16. Besondere Regelungen zur Dekoration, Bestuhlungsflächen und Außenwerbung, Weihnachtszelte
Der Mieter ist verpflichtet seinen Stand im Außenbereich (Außendekoration und Beleuchtung der Miethütten stellt der Veranstalter) weihnachtlich und ausschließlich mit Naturmaterialen auszuschmücken. Es sind nur echte Tannenzweige oder entsprechende Gewächse zur Dekoration zugelassen. Diese Regelung gilt auch für die Mieter des Weihnachtszeltes; auch für die individuelle Innendekoration regen wir aus Qualitätsgründen einen Verzicht auf Kunststoffdekorationen an. In den Weihnachtszelten gelten zusätzliche Bedingungen: Es darf nur die jeweils angemietete Fläche genutzt werden; Schaukästen, Regale o.ä. müssen grundsätzlich werbefrei sein (Firmenname des Mieters z.B. ‚Schuberts antike Möbel’ oder Oberbegriffe wie z.B. ‚Silberschmuck’ sind gestattet). Mietereigenes Standmobiliar darf aus technischen und optischen Gründen nicht über die Stellwandhöhe (entspricht der jeweils unterschiedlichen Höhe der Seiten- und Rückwände des Standes – siehe Anlage 2) oder in den Laufweg ragen. Dekorationen aus PVC-Materialien o.ä. sind nicht zulässig.

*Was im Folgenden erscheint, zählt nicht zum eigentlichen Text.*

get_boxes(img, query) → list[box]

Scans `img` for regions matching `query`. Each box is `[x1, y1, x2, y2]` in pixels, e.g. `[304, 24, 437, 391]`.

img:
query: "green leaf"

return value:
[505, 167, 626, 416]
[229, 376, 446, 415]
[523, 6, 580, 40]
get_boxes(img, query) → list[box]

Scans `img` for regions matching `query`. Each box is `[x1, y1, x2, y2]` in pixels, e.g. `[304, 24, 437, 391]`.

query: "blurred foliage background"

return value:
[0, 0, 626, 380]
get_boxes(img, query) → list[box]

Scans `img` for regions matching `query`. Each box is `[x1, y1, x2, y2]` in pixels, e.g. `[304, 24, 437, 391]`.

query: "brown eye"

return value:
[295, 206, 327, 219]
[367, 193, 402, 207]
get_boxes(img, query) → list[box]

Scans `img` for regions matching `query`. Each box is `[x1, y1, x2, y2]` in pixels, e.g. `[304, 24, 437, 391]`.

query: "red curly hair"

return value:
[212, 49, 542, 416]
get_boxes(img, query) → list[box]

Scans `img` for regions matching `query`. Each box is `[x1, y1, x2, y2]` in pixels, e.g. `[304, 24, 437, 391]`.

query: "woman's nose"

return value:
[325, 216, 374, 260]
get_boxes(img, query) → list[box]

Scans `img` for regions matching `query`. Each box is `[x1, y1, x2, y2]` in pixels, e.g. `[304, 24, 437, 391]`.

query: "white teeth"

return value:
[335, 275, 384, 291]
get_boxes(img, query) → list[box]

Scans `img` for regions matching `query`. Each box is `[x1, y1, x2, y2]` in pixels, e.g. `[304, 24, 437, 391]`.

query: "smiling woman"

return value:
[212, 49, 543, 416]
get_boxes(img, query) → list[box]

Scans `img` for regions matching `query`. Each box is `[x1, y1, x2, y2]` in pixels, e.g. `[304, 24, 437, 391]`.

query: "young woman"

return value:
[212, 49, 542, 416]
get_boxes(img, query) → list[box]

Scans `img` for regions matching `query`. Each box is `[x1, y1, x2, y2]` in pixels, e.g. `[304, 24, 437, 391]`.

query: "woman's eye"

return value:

Im Außenbereich sind nur einfarbige weiße Leuchtmittel und keine Lauf- und Wechsellichter gestattet. Alternative Möglichkeiten sind mit dem Veranstalter im Einzelfall zu klären, ebenso ist das Anbringen von Wind- und Regenschutzfolien nur nach vorheriger Rücksprache mit dem Veranstalter möglich.
Bei Anmietung von sog. Bestuhlungsflächen ist ausschließlich der Einsatz von Mobiliar wie Tische, Stehtische, Mülleimer aus Holz oder anderen Naturmaterialien möglich (keine Kunststoffstehtische, Biertischgarnituren o.ä.). Bei Bedarf kann der Mieter vom Veranstalter (je nach Verfügbarkeit) entsprechendes Mobiliar anmieten. Mietanfragen diesbezüglich richten Sie bitte schriftlich bis zum 31. August 2011 an den Veranstalter. In Sonderfällen dürfen auch sog. Outdoor-Möbel nach vorheriger Absprache mit dem Veranstalter zum Einsatz kommen. Der Einsatz von Tischdecken und Skirting im Außenbereich ist nicht zulässig (da nur Holzmobiliar im Einsatz). Diese Regelung betrifft nicht den Innenbereich Ihrer Mietfläche. Die Fläche für einen angemieteten Tisch oder eines anderen Moduls wird je Einheit mit mindestens 2 m² bemessen. Eine Flächen- oder Modulanmietung ist nur für den gesamten Veranstaltungszeitraum möglich. Überdachte Bestuhlungsflächen bedürfen der Zustimmung des Veranstalters und werden gesondert berechnet. Auf der Bestuhlungsfläche und an der Fassade der Miethütte bzw. der individuellen Hütten oder der Zelt-Pagode dürfen keine Aufsteller, Warenschütten, Fahrräder, Fahnen, Eigen- oder Fremdwerbung aufgestellt oder angebracht werden. Zudem sind keine handgeschriebenen Schilder, Pappen, laminierte PC-Ausdrucke oder ähnliche Schilder gestattet; ausgenommen sind Schiefertafeln, Holztafeln o.ä. Die Verwendung von Besteck, Geschirr, systemgastronomische Einrichtungen oder sonstiges Interieur mit einem Markenbranding oder sonstigem Werbeaufdruck von Fremdmarken ist nicht gestattet. Erlaubt ist ausschließlich der Einsatz von Geschirr ohne Aufdruck, mit Eigenwerbung oder mit Aufdruck weihnachtlicher Motive ohne Markenbezug, unter der Voraussetzung, dass diese nicht im Zusammenhang mit anderen Veranstaltungen oder Lieferanten steht.

Das offizielle Logo „Weihnachtsmarkt vor dem Schloss Charlottenburg“ ist markenrechtlich geschützt und wird dem Mieter auf schriftlichen Antrag beim Veranstalter für den Einsatz auf mietereigenen Werbematerialien und Geschirr kostenlos zur Verfügung gestellt. Der Antrag muss das zu bedruckende Produkt in Größe, Aufmachung, Material, Auflage etc. genau beschreiben und bedarf der schriftlichen Freigabe durch den Veranstalter.

17. Gerichtsstand
Der Erfüllungsort ist Berlin; der Gerichtsstand ist der Geschäftssitz des werbeteam berlin in Berlin-Charlottenburg (Amtsgericht Charlottenburg). Alle genannten Summen verstehen sich als Nettobeträge zuzüglich der gesetzlichen Mehrwertssteuer.

Die Kenntnisnahme der Mietbedingungen und Marktordnung durch den Mieter wird hiermit per Unterschrift anerkannt und bestätigt. Die Gültigkeit des Vertrages kommt nur zustande durch Gegenzeichnung des Veranstalters.